The final chapter is an extended eulogy of Federico Arcos, a veteran of the Libertarian Youth (FIJL) during the civil war who moved to Canada in 1952. He later became a much-loved figure for the Detroit anarchist movement across the river from his adopted hometown of Windsor in Ontario. One memorable passage from this chapter by David Watson is when he describes Arcos’ desire to move forward from the civil war, unlike some of his comrades “whose watches seemed to have stopped when they crossed the Ebro River.” The anarchist movement spent decades rhetorically refighting the battles of the civil war, which served to ossify the conflict as an almost mythical ‘last stand’ between anarchism and the militarized capitalist state.
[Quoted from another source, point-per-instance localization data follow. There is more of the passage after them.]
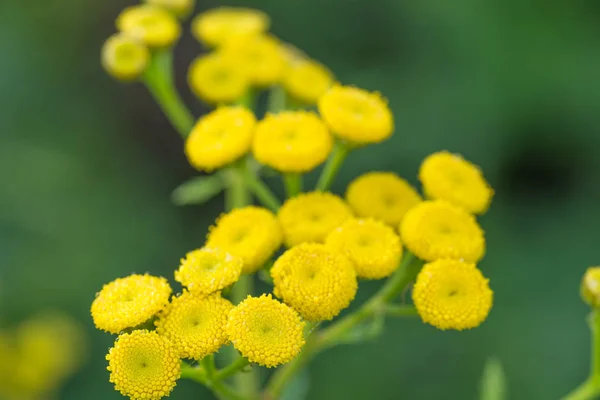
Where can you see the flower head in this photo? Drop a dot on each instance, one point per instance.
(143, 365)
(372, 246)
(451, 294)
(450, 177)
(152, 25)
(292, 141)
(310, 217)
(381, 195)
(250, 233)
(129, 302)
(437, 229)
(314, 280)
(205, 271)
(195, 325)
(266, 331)
(220, 137)
(356, 115)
This book shows that Hispanic anarchism in the US was far more than simply the civil war and its fallout—it was an enduring network of activists from an expansive geographical range, one that contributed an important, if perhaps forgotten, part to American working-class life and culture.
Morris Brodie is a historian at Queen’s University Belfast. His new book Transatlantic Anarchism during the Spanish Civil War and Revolution, 1936-1939: Fury Over Spain was recently published by Routledge.